>>12989300Because that's just Engadget being retard "horse race both sides" ""journalists"". Every advanced R&D program "encounters problems" and they all used to have lots of crashes and blowing up of prototypes too, because that was the only way to learn. Now people have gotten used to lazy fat LE COST-PLUS FACE space companies that spend 20 years doing computer models for billions of dollars before ever making anything and then having to work around any problems they find, rather then just spending a few million doing some basic modeling and engineering, doing a cheap prototype, and testing in real life. Rapid iteration on something new is a good thing, not bad thing.

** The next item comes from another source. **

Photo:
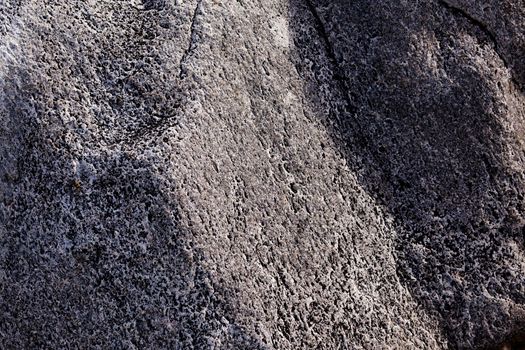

Also, all the rockets have GONE UP just fine. Which is the only thing NASA cares about here. The plan right now is that SpaceX makes the lunar rocket, which only needs to go up, rendezvous with Orion, then take them down to the moon and back to Orion, which then handles the actual return to Earth. And on the moon there is no flip or main engine use at all even just small thrusters, no atmosphere and too low gravity. So Starship working on landing on Earth via advanced aerobreaking maneuver literally isn't NASA's problem.
Remember, it took SpaceX a lot of tries to land Falcon 9 too. But landing wasn't a customer deliverable, just getting their shit to orbit. SpaceX cared since it'd make them more profit, but all the "encountering problems" they had didn't matter to people paying the bills at all since the alternative was "it dumps into the ocean anyway".